Step 4/4 : ENTRYPOINT ["python", "main.py"]: Docker sets the entry point for the container to execute python main.py.
Successfully built c825c90308e6: Docker successfully built the image with the specified commands. The image ID is c825c90308e6.

Notice it took 10 seconds to build at the first time. Now let’s build it again without any changes. Since there are no changes, Docker will use mirror caching:

$ time docker build -t local/test:0.0.1 .
Sending build context to Docker daemon   5.12kB
Step 1/4 : FROM python:3.11-slim-buster
 ---> 09c82f264230
Step 2/4 : COPY . .
 ---> Using cache
 ---> b45e0dca3d5c
Step 3/4 : RUN pip install -r requirements.txt
 ---> Using cache
 ---> 77da00992a6f
Step 4/4 : ENTRYPOINT ["python", "main.py"]
 ---> Using cache
 ---> 8b88e5f78b9f
Successfully built 8b88e5f78b9f
Successfully tagged sample:latest
real 0m0.117s
user 0m0.025s
sys 0m0.025s

Notice this time it only used less than a second. With layer caching, you could potentially save a lot of time.

How Caching Works¶

If a layer is ineligible for caching, subsequent layers cannot be retrieved from the cache.
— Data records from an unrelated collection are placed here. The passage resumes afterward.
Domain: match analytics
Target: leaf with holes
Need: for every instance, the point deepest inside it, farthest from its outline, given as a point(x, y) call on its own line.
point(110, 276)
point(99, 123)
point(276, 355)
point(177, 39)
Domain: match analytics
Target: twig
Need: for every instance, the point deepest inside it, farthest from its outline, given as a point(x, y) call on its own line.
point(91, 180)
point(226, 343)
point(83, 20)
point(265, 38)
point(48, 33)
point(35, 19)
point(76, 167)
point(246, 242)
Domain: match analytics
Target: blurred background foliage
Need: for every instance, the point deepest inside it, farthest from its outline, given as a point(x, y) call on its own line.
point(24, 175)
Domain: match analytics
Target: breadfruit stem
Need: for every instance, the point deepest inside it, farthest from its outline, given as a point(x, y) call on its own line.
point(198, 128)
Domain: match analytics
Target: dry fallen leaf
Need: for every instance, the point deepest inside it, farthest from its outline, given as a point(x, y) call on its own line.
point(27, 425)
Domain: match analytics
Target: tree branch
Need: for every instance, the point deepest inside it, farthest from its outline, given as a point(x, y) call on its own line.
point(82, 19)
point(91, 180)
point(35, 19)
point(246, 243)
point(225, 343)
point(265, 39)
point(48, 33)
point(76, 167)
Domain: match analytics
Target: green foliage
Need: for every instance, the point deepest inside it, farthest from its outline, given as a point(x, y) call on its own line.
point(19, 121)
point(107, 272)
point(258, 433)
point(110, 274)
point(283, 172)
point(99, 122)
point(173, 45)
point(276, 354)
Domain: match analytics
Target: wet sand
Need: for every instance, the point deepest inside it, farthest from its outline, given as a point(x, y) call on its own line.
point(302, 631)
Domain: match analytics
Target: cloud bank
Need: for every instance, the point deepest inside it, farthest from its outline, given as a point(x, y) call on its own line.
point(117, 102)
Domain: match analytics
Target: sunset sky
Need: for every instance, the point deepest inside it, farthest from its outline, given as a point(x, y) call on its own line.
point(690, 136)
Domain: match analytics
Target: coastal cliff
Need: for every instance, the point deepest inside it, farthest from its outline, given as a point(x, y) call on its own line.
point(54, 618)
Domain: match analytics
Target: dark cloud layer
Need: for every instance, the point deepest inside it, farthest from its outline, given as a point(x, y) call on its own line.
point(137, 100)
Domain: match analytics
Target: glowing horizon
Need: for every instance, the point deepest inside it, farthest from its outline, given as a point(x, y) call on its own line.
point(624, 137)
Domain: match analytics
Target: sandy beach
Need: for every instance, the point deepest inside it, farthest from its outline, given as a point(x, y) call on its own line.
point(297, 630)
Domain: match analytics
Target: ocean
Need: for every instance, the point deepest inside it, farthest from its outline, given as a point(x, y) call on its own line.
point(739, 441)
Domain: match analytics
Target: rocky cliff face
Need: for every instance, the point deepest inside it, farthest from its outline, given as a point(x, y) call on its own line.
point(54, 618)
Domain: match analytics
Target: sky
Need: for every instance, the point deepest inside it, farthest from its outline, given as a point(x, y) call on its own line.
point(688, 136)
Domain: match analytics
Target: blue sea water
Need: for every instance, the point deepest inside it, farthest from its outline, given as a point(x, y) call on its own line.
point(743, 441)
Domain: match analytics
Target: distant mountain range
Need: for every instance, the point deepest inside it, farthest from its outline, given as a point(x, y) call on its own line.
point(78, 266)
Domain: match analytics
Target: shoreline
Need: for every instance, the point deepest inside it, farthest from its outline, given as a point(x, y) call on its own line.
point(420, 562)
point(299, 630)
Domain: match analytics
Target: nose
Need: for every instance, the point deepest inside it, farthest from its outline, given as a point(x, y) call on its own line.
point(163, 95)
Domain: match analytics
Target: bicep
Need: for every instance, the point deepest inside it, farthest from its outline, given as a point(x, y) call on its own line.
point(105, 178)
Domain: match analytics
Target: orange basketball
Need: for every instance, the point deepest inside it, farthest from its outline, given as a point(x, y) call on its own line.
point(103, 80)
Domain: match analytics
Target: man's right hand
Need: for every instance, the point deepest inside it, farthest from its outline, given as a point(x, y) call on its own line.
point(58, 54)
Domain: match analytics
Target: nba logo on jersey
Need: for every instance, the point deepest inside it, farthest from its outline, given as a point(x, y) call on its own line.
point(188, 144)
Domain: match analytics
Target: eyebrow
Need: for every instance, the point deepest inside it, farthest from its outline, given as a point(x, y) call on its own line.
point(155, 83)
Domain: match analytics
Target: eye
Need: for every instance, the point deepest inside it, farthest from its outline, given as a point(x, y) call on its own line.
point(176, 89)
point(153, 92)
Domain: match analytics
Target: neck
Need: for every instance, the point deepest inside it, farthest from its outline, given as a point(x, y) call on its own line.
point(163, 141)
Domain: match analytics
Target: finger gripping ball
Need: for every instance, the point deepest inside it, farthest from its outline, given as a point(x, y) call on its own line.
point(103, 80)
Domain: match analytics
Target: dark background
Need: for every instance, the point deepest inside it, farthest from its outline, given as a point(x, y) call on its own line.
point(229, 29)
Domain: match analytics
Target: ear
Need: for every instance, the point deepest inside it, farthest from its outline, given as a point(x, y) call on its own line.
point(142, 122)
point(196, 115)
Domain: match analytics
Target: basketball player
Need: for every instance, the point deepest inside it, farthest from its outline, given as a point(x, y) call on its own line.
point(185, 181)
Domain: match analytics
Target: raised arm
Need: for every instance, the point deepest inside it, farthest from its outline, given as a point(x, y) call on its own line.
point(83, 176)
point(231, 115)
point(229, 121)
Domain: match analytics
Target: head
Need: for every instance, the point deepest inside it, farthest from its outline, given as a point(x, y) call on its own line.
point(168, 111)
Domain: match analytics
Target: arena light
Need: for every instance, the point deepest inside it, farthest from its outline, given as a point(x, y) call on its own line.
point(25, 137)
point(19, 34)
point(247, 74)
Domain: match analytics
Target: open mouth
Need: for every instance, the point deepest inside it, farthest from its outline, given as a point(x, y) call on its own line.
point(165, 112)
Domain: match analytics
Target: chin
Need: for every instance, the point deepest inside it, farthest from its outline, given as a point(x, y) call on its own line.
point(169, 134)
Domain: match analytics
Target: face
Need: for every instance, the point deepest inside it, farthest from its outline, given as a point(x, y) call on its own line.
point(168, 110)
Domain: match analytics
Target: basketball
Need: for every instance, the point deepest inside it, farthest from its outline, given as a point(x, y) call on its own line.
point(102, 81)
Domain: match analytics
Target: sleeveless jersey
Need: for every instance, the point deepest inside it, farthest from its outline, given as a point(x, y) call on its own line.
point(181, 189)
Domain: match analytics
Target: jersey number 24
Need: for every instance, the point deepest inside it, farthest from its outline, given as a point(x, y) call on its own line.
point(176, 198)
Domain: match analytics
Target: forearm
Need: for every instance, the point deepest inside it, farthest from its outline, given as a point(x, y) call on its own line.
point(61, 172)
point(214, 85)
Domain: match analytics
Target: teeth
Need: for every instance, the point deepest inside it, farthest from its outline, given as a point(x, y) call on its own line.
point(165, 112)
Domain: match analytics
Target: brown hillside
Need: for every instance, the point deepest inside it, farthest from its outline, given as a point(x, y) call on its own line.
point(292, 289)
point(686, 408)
Now let’s take a look at the following Dockerfile:

FROM python:3.11-slim-buster
COPY requirements.txt .
COPY main.py .
RUN pip install -r requirements.txt
ENTRYPOINT ["python", "main.py"]

What makes the provided Dockerfile inefficient is that if any file included in the COPY command is modified, it renders all subsequent layers of cache invalid. Consequently, we must rerun the pip install command. Since this layer is typically not cached, it can significantly prolong the build process.
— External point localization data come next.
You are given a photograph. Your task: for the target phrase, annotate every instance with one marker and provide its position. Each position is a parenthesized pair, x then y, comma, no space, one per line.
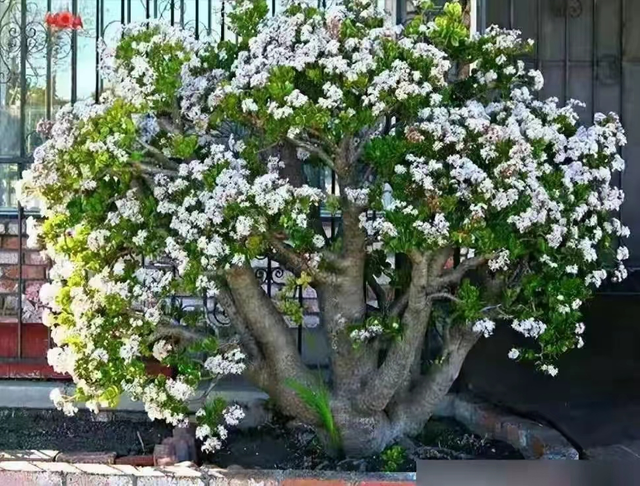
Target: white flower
(212,444)
(622,253)
(549,369)
(318,241)
(130,348)
(529,327)
(161,350)
(233,415)
(484,327)
(249,106)
(231,362)
(500,261)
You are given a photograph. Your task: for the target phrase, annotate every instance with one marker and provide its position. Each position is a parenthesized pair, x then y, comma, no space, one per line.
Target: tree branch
(455,275)
(397,365)
(177,331)
(411,413)
(312,149)
(248,342)
(380,293)
(162,159)
(153,171)
(292,261)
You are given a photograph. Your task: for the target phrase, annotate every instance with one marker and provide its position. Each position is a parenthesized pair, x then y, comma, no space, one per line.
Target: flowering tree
(199,157)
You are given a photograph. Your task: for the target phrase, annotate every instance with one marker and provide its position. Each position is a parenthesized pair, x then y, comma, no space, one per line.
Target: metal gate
(38,75)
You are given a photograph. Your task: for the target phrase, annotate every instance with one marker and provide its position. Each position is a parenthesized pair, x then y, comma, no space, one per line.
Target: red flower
(63,20)
(77,22)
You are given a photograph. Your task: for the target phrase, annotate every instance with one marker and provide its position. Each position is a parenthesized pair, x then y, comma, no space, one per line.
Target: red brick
(8,258)
(32,290)
(313,482)
(386,483)
(12,242)
(35,258)
(8,286)
(140,461)
(164,455)
(87,457)
(30,478)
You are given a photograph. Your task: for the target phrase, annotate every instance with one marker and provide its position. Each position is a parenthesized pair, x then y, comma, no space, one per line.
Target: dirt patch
(84,432)
(277,446)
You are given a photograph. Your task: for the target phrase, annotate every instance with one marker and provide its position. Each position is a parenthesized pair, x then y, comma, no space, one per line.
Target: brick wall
(23,345)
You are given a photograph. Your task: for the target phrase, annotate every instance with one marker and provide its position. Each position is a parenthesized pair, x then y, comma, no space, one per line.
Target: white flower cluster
(229,363)
(484,326)
(366,333)
(212,437)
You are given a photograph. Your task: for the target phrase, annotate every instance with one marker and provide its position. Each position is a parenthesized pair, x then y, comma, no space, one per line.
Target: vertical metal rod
(49,88)
(197,19)
(74,56)
(623,26)
(538,34)
(565,91)
(23,153)
(300,300)
(269,275)
(400,11)
(101,33)
(594,58)
(97,85)
(512,14)
(333,193)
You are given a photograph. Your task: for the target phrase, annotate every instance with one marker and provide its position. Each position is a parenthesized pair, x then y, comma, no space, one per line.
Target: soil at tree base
(50,429)
(278,446)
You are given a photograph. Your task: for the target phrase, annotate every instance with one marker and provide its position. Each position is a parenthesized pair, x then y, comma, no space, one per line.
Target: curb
(534,440)
(36,473)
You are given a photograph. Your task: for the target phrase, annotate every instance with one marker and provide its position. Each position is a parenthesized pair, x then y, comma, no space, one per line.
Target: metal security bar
(587,51)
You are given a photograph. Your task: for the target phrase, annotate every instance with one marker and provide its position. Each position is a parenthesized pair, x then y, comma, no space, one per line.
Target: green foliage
(318,399)
(393,458)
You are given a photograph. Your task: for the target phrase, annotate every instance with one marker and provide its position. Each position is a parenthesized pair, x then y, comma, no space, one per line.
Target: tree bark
(411,413)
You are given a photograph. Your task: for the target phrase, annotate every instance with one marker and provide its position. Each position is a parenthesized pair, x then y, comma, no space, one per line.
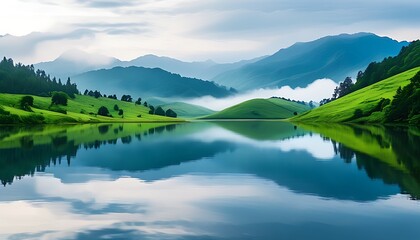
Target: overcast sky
(222,30)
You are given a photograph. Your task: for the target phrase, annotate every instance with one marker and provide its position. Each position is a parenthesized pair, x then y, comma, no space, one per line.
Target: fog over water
(316,91)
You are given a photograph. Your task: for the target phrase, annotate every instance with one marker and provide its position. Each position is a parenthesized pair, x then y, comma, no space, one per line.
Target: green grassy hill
(365,99)
(272,108)
(81,109)
(186,110)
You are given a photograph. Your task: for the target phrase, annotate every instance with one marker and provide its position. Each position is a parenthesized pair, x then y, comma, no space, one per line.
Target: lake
(209,180)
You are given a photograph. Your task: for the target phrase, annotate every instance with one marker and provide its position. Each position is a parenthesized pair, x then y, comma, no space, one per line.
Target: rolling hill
(272,108)
(81,109)
(147,82)
(186,110)
(333,57)
(366,99)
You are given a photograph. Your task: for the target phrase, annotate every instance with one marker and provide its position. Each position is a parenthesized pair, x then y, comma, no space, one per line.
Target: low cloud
(316,91)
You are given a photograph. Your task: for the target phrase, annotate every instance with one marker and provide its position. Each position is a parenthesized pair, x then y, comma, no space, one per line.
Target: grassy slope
(185,110)
(365,99)
(78,110)
(272,108)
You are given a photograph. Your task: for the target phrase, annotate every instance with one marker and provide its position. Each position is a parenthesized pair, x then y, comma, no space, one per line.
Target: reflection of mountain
(25,151)
(150,155)
(30,159)
(388,157)
(262,130)
(297,171)
(390,154)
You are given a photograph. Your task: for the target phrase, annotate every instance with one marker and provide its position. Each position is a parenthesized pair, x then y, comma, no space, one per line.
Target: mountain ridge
(333,57)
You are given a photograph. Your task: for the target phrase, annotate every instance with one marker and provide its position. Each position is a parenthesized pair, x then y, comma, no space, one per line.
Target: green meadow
(81,109)
(365,99)
(272,108)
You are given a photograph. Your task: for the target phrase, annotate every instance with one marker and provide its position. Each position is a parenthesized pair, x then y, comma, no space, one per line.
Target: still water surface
(222,180)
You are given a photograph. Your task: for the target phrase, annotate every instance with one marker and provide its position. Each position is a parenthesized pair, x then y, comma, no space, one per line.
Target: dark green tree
(59,98)
(138,102)
(126,98)
(152,109)
(103,111)
(26,103)
(171,113)
(159,111)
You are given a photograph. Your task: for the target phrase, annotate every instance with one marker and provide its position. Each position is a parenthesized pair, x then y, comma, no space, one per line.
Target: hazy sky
(222,30)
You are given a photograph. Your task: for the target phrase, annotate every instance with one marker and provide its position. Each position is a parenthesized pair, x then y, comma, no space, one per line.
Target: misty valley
(209,120)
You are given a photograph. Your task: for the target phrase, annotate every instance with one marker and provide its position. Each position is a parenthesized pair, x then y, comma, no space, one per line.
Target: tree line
(24,79)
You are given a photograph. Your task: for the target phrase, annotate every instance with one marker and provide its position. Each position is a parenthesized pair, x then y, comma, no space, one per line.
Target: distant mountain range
(75,62)
(333,57)
(147,82)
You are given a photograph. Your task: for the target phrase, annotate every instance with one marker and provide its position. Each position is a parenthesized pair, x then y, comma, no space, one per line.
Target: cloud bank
(316,91)
(194,30)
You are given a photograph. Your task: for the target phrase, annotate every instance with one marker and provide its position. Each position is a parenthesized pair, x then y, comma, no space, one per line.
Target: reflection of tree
(29,158)
(26,161)
(405,146)
(345,153)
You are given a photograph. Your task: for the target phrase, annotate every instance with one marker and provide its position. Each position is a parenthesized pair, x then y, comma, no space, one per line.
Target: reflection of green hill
(273,108)
(390,154)
(13,136)
(262,130)
(151,155)
(27,150)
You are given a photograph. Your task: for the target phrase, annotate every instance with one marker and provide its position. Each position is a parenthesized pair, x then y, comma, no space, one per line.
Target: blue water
(249,180)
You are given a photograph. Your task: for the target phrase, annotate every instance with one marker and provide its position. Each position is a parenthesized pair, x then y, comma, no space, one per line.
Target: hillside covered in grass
(273,108)
(368,104)
(81,109)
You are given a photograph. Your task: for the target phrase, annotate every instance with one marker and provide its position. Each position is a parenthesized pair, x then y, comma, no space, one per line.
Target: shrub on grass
(103,111)
(59,98)
(26,102)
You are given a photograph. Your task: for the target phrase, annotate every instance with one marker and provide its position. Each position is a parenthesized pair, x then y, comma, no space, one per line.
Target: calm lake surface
(221,180)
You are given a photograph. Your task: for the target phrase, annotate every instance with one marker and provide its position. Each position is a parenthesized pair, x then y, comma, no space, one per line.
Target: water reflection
(248,180)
Since requirements.txt doesn’t change as often as main.py, so you could improve the build efficiency by moving the pip install command above COPY main.py, such as:

FROM python:3.11-slim-buster
COPY requirements.txt .
RUN pip install -r requirements.txt
COPY main.py .
ENTRYPOINT ["python", "main.py"]

Given that main.py is copied to the build context only after pip installation, provided requirements.txt remains unaltered, the layer generated by the last pip installation remains retrievable from the cache.

To optimize Docker image building and utilize cached layers effectively, meticulous design of the Dockerfile is essential, adhering to the following guidelines:

Copy only the necessary files for the subsequent steps to minimize cache invalidation during the build process.
Place the ADD and COPY commands at the bottom of the Dockerfile.

Tidy Up the Cache¶

It’s advisable to perform cleanup operations after package installations, such as executing rm -rf /var/cache/yum following a yum install command in your Dockerfile. However, it’s not sufficient to merely include RUN rm -rf /var/cache/yum in a single line, as each command in the Dockerfile is stored as a separate layer and applied layer by layer. Consider the example below:

RUN yum install -y nginx
RUN yum clean all
RUN rm -rf /var/cache/yum

In this scenario, the container image will consist of three layers, and the RUN yum install -y nginx layer will retain its cache files if there are no changes. Therefore, even with the subsequent RUN rm -rf /var/cache/yum command, the cache persists. It’s akin to mounting a file system onto another file system, where the files remain present but are invisible and inaccessible.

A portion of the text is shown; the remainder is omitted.